这番对话已经重复了不下十次,伊泉自知理亏,不敢反驳,只得默默数着树皮上爬过的小蚂蚁。
濑知琪坐在那写着奈何二字的石碑上,仰头盯着自己的新月,忽然说道:“狗哥,你确定你随时都能发动能力吗?”
伊泉闷声道:“确定。”
“那可太厉害了啊!”濑知琪说,“你既然没什么使用障碍,岂不是在外面也可以一拳一个小朋友?”
伊泉毫无情绪起伏:“我本来就可以。”
萝莉嘻嘻笑道:“就你那跑两步就要死的小身板?狗哥啊,这能力和你真搭,能行,但不久。”
有人红温了。
但不等他发威,聂涟的声音又在耳边响起:“你们两个别嘴花花了,老师马上来了。”
伊泉很想说一句不熟,但一想到那不知来头的老师是他的救命稻草,立刻闭上了嘴。
濑知琪晃悠着双腿,一言不发,闪亮亮的眼睛把那弯新月盯得越来越紧,仿佛看到了什么新奇东西。

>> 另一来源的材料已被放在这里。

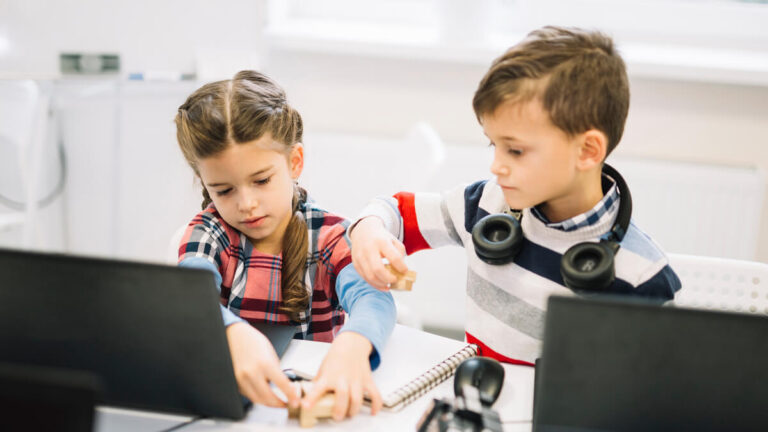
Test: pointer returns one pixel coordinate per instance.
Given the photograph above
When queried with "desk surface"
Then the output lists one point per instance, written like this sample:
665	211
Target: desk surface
514	406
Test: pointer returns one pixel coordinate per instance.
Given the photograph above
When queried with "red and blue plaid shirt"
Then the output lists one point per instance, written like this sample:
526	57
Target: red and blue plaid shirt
251	285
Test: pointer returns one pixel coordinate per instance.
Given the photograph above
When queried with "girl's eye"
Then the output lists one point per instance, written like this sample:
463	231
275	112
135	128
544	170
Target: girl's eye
263	181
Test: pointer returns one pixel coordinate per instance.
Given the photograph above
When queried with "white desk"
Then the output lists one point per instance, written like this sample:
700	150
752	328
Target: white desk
514	406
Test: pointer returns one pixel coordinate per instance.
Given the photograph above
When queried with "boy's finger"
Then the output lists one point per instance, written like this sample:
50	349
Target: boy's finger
363	267
395	254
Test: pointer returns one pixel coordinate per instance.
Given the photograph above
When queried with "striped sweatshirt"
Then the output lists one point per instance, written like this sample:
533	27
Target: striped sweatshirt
506	303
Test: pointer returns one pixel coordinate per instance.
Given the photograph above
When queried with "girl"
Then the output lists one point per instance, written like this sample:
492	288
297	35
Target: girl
276	256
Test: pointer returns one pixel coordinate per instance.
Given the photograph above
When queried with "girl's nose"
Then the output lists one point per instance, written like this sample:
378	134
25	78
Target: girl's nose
247	202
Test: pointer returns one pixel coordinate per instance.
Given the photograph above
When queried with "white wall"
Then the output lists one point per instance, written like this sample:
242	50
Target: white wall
149	35
129	189
684	121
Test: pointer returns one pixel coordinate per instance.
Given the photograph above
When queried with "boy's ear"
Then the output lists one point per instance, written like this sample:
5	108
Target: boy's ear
592	150
296	160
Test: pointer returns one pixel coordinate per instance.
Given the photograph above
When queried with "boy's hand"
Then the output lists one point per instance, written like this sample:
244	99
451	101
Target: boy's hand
256	365
346	371
370	243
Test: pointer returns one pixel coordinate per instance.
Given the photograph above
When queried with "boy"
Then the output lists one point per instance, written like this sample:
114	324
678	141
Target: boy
553	107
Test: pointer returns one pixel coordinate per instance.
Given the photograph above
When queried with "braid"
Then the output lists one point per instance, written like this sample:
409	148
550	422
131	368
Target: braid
295	244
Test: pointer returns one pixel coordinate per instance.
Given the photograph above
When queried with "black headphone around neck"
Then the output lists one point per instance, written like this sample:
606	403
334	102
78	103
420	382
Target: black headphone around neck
586	266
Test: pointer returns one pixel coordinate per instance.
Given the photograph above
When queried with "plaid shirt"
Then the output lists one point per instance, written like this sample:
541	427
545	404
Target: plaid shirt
251	285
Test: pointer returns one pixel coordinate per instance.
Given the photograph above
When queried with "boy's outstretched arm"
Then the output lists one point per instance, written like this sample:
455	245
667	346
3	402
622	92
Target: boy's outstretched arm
370	243
392	227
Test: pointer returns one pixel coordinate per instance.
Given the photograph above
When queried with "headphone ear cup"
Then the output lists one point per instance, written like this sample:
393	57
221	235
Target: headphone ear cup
497	238
588	266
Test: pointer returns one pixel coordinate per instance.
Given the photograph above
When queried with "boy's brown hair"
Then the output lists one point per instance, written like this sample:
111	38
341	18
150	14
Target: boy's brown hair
578	75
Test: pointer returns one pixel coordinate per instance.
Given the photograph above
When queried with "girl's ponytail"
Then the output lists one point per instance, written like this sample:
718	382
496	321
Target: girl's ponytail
295	245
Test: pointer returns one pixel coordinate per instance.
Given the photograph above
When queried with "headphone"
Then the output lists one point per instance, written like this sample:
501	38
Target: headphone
586	266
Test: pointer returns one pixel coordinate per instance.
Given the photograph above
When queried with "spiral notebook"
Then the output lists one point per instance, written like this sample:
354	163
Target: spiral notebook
413	362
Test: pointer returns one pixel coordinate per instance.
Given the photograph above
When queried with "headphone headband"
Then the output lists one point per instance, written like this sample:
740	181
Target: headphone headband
620	227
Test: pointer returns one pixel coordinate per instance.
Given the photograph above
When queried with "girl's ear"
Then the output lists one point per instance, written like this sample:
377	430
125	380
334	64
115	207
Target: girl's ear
592	149
296	160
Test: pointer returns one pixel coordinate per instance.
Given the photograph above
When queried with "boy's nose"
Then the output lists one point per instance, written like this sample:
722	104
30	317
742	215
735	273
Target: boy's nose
498	169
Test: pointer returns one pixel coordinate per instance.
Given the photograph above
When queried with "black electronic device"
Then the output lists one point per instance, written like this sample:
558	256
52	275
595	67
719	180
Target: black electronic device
152	334
483	373
498	238
477	385
35	398
621	364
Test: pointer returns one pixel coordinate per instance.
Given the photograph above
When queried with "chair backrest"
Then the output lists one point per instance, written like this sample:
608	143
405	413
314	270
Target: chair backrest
721	284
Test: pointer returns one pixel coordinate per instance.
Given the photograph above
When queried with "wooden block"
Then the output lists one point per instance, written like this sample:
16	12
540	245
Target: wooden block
323	408
404	280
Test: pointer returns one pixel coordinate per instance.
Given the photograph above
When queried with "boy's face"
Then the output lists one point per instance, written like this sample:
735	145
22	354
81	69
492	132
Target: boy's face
534	161
251	186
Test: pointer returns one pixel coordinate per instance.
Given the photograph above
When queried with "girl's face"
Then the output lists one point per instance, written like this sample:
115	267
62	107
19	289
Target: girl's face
251	186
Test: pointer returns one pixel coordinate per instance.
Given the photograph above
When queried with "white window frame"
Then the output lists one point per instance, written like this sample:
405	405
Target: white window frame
723	41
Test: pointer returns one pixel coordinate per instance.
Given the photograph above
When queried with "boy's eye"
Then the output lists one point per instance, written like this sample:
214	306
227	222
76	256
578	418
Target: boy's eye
263	181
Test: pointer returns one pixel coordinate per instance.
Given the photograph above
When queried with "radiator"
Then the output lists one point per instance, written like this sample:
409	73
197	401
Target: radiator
694	208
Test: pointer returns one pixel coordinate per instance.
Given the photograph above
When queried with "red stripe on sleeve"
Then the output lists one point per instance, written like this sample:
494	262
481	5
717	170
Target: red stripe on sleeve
412	238
487	352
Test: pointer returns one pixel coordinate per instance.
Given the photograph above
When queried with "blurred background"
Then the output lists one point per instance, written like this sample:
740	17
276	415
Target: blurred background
89	88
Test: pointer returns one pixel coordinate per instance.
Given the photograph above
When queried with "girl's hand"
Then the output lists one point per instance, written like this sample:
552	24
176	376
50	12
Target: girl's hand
256	365
370	243
346	371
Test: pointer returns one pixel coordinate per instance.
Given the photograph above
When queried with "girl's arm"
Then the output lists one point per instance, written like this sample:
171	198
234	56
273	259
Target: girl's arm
355	352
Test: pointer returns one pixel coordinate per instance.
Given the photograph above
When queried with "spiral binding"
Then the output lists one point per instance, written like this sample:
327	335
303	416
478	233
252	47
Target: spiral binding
429	379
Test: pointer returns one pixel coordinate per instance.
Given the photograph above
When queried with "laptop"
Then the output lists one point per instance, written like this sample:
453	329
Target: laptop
152	334
34	398
621	365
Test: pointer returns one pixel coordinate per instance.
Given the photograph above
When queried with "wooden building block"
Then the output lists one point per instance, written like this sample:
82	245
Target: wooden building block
404	280
323	407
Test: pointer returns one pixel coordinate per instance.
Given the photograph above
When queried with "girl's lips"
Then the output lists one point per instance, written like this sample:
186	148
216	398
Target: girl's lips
254	222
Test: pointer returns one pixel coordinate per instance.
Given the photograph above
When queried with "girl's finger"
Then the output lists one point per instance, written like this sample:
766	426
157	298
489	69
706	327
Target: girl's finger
355	399
341	406
373	394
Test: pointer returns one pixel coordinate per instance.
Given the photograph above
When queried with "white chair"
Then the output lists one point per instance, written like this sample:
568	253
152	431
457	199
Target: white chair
23	121
721	284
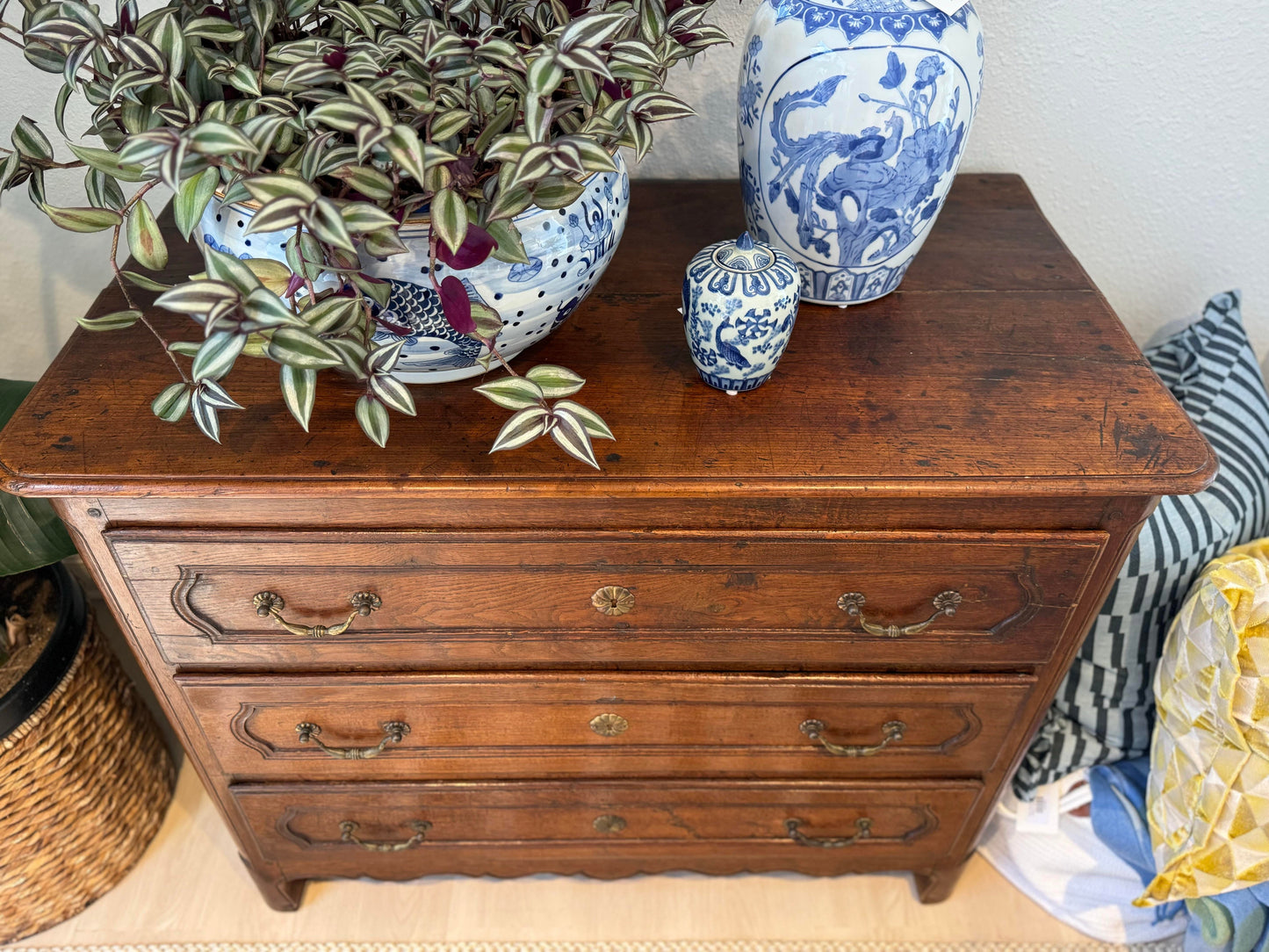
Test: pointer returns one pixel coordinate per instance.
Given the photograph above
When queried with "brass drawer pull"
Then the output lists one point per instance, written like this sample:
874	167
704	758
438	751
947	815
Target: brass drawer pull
609	725
944	603
393	732
863	830
892	732
613	599
348	834
270	603
609	823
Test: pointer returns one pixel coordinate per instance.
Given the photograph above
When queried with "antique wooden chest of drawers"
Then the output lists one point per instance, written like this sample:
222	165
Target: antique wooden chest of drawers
811	627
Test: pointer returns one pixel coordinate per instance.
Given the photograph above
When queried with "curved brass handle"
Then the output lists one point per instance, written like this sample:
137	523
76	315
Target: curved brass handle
944	603
863	830
348	834
270	603
892	732
393	732
613	599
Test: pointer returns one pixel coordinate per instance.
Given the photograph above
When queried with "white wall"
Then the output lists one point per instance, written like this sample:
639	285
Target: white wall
1141	128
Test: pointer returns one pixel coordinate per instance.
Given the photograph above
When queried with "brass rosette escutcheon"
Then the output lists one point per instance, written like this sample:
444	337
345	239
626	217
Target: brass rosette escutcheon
613	599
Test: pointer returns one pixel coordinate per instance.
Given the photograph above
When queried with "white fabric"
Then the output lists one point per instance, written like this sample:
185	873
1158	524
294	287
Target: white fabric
1071	874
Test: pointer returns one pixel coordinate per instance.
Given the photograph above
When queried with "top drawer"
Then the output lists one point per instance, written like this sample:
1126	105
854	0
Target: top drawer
811	601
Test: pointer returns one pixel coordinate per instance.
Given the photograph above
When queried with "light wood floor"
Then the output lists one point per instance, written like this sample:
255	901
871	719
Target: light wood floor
191	888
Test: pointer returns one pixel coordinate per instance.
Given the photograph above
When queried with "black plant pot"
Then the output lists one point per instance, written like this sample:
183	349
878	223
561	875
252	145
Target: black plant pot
31	690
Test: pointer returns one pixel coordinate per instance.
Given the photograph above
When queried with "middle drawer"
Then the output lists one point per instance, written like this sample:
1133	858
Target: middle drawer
424	726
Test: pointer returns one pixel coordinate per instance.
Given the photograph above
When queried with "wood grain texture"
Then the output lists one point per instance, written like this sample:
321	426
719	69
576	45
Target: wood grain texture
539	725
442	592
509	829
952	385
989	429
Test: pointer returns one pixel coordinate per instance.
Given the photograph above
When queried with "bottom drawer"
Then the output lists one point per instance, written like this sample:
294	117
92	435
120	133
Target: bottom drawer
402	830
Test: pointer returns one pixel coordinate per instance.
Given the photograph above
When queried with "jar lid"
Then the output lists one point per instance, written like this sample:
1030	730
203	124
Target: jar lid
744	254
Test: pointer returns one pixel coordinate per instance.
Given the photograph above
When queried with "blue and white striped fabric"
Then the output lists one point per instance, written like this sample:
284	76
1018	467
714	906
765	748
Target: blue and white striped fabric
1104	710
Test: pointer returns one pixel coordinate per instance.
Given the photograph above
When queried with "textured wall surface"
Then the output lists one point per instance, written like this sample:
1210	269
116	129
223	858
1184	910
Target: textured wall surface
1141	128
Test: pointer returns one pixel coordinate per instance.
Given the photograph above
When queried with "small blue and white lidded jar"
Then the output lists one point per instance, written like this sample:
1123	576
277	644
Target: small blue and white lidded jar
739	305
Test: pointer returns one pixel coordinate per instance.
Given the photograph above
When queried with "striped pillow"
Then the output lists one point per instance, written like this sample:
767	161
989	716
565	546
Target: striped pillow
1104	710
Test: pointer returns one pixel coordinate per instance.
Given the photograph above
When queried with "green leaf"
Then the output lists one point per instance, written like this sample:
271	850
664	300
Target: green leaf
278	214
148	284
450	123
333	315
570	433
191	198
555	381
658	107
342	114
593	422
213	28
523	428
28	140
230	270
171	402
370	182
107	162
145	239
393	393
363	217
450	217
217	354
83	220
198	297
31	533
299	348
265	188
325	222
103	191
489	322
264	308
219	139
170	40
111	321
558	191
510	248
512	393
299	391
9	169
373	418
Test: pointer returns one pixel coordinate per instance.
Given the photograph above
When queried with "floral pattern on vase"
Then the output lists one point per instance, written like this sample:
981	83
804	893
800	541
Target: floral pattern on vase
740	302
859	133
567	249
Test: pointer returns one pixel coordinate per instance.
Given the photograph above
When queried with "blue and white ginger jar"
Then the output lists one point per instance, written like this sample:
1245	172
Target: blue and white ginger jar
567	249
739	307
853	116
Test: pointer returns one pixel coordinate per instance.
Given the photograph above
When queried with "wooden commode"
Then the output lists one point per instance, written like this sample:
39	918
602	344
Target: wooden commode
810	627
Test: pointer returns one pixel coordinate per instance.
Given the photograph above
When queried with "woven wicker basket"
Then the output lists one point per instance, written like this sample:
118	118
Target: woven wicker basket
84	783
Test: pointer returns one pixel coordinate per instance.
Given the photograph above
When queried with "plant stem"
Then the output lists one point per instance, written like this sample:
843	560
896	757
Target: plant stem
123	285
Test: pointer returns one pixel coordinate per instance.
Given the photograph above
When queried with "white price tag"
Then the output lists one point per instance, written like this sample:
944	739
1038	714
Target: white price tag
1041	814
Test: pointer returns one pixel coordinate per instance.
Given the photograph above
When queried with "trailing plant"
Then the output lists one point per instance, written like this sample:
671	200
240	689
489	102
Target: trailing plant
340	119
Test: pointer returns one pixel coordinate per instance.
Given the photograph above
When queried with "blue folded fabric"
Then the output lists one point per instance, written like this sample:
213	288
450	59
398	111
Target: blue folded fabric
1118	814
1232	922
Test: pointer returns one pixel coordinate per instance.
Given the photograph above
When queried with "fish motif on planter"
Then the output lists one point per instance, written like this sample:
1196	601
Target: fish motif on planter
430	342
852	202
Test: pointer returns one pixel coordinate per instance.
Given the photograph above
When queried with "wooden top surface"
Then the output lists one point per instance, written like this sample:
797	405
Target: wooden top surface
997	368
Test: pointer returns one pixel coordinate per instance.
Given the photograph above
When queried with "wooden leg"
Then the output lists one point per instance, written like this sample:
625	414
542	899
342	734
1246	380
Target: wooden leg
937	885
282	895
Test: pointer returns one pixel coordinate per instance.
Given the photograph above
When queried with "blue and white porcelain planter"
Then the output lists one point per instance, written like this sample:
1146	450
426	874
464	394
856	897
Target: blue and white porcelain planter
739	307
853	117
567	248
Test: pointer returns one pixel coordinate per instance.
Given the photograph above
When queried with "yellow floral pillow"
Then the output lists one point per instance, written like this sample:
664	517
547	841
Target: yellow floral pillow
1208	795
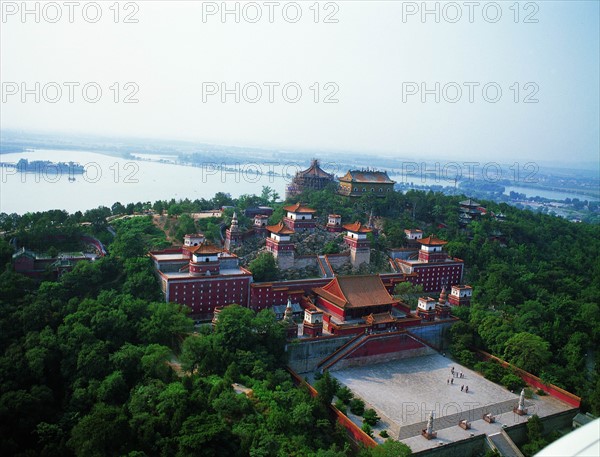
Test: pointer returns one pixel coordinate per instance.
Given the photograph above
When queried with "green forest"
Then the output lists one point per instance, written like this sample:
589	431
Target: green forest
96	364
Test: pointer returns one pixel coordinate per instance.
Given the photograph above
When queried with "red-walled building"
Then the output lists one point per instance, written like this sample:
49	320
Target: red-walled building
300	218
434	268
460	295
202	277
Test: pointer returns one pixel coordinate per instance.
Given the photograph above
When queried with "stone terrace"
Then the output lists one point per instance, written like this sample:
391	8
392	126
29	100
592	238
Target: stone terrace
403	392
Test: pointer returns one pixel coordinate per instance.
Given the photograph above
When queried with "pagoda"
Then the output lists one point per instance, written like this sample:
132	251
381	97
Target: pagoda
313	178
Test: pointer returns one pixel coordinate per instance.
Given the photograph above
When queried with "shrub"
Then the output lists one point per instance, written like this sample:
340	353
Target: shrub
512	382
344	394
357	406
367	429
371	417
528	392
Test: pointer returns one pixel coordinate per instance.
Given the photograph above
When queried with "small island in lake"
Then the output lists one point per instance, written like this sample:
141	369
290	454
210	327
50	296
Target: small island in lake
45	166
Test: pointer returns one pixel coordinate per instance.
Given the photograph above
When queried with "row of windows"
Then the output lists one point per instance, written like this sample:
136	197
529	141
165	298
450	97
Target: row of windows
364	189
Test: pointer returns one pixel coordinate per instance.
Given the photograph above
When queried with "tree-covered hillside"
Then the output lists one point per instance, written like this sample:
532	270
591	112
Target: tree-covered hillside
89	363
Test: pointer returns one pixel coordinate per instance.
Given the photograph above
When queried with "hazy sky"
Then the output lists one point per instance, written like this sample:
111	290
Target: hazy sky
377	57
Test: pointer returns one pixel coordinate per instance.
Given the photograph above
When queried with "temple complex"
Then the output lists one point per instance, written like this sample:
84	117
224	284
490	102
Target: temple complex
434	268
356	183
313	178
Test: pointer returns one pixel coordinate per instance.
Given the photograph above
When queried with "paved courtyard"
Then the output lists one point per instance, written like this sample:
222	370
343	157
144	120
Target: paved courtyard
404	392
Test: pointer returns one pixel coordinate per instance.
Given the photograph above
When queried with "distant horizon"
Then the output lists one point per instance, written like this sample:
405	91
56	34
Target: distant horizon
510	82
131	141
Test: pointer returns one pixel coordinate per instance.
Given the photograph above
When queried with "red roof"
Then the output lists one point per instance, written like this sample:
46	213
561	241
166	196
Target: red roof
355	292
362	176
279	229
206	248
379	318
298	208
357	227
431	240
315	171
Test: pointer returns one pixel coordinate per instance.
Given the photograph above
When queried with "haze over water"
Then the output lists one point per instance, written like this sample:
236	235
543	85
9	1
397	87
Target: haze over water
111	179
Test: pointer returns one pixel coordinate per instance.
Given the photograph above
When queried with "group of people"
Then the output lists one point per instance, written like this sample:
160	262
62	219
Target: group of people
456	374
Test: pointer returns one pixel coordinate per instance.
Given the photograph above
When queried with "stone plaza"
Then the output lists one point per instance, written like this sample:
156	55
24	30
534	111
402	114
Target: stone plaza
404	392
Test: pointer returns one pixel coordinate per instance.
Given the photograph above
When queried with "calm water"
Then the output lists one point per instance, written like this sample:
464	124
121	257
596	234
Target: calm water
111	179
529	192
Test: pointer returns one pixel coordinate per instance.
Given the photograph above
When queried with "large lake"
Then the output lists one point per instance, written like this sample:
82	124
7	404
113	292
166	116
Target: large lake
111	179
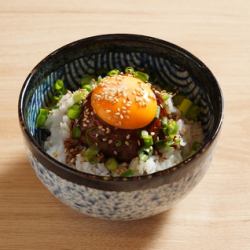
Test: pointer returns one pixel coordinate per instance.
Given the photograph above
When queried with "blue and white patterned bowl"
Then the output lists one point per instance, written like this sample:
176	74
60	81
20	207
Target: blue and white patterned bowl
120	198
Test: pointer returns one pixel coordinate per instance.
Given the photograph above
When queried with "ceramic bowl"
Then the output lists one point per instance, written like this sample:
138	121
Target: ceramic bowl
120	198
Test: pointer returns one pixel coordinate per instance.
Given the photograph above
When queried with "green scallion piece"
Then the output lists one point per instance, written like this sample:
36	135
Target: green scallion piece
111	164
56	99
143	156
141	75
158	112
129	70
196	146
127	173
118	143
59	87
145	152
144	134
113	72
164	122
148	141
86	80
172	127
185	105
74	111
164	146
80	95
76	132
99	79
177	99
88	87
165	96
90	154
42	117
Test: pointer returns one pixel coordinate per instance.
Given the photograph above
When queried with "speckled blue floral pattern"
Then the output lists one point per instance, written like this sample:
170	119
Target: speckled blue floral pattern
116	205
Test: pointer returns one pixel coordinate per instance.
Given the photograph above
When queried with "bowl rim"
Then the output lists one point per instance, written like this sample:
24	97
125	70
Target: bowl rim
121	36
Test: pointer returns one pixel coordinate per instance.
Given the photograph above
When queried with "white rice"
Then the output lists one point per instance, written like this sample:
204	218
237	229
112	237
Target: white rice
59	126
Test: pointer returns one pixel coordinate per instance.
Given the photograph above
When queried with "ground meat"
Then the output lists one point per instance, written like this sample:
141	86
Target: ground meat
123	144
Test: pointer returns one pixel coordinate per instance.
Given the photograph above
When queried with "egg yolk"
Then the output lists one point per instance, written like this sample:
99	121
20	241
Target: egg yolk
124	101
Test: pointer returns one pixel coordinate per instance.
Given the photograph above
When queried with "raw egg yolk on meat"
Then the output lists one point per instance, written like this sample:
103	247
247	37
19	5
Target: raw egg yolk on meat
124	101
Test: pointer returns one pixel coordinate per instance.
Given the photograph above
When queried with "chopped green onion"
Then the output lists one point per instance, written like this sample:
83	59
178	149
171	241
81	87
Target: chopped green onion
177	99
91	153
76	132
144	134
113	72
118	143
86	80
88	87
41	118
172	127
127	173
141	75
165	96
158	111
129	70
185	105
59	87
111	164
145	152
74	111
143	156
164	146
80	95
164	121
99	79
56	99
196	146
148	141
193	112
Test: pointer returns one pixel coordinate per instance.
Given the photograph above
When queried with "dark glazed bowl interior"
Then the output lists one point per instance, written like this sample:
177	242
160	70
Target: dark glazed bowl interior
168	65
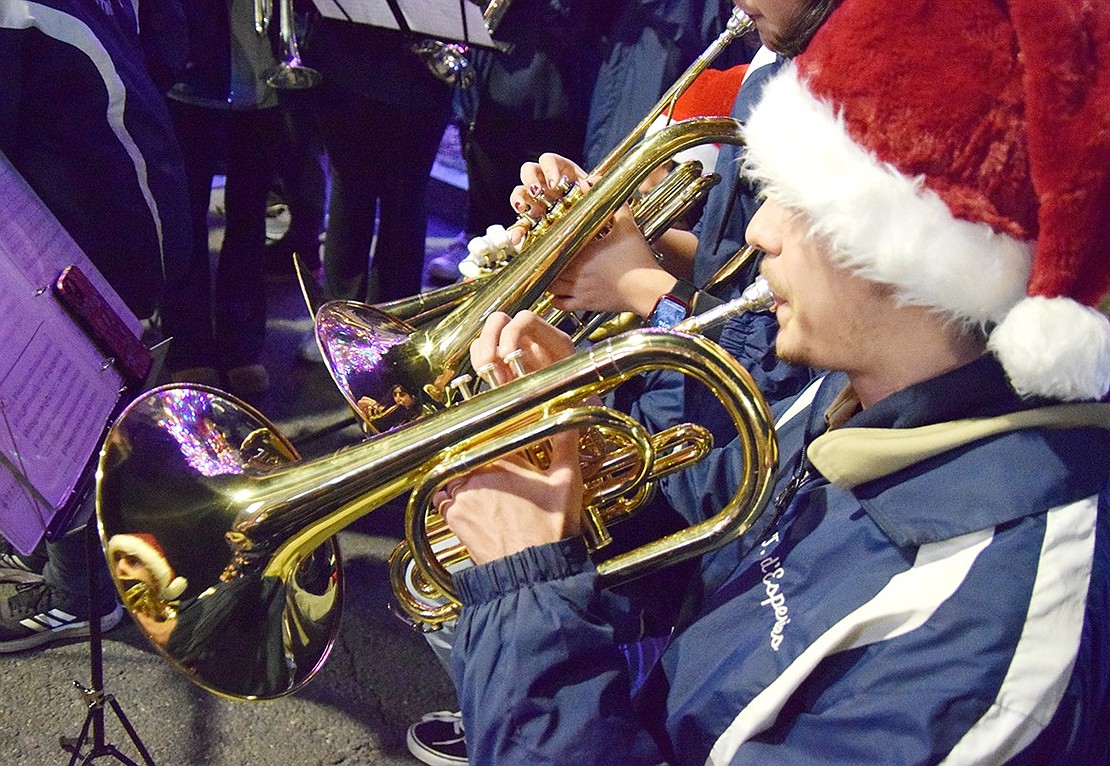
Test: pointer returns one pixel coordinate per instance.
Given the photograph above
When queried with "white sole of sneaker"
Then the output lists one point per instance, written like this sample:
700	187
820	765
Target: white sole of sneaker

半晌,来自那老师的第一句话从聂涟口中传来:“老师问你是不是昨天被留下了印迹了。”
伊泉看了眼濑知琪,见他没反应,于是点头如捣蒜,补充道:“昨天上午。”
李居仁示意聂涟,让她询问看到的具体景象,伊泉同样如实回答。
李居仁仔细听着聂涟的转述,发现景象大致相同,于是不再考虑,继续道:“是什么样子的印迹?”
伊泉犹豫了一下,答道:“满月。”
聂涟听完也回忆了一下,道:“我当时看到的好像是是凸月,盈亏记不清了。”
李居仁点点头:“问问小琪。”
石碑上的女孩仰着头,手指把自己的眼睛撑大,左右晃荡,惜字如金:“新月。”
不知为何,言语中尽是浮夸的无奈与悔意。
外面的李居仁对不同的月相没有明确表示,反而是在听聂涟转述濑知琪回答时笑了笑,摆摆手:“告诉小琪,我不罚她,不用在我这装。”
聂涟听罢也笑了起来。
这妮子,只有老师说一句她还三句的份,怎么可能像现在这般半天只说两个字?
于是她也起了坏心思,笑说:“老师说他不罚你,让你戴罪立功。”
果然,一听这话,濑知琪就坐不住了,立刻大喊:“真不罚?要立什么功!”
关于中央战场“抢地盘”的规则和伊泉当时那番猜测都属于重要战略信息,刚才已经转告给了聂涟以及李居仁,所以聂涟憋笑道:“再去打一座山头下来。”
濑知琪的脸色立刻垮了:“好姐姐,我午饭都没吃。”
她不为所动:“那就下次打,打不下来关禁闭。”
伊泉听得心潮澎湃,谁说百无一用是书生,对学生的要求都如此生猛,那他本人该是何等潇洒?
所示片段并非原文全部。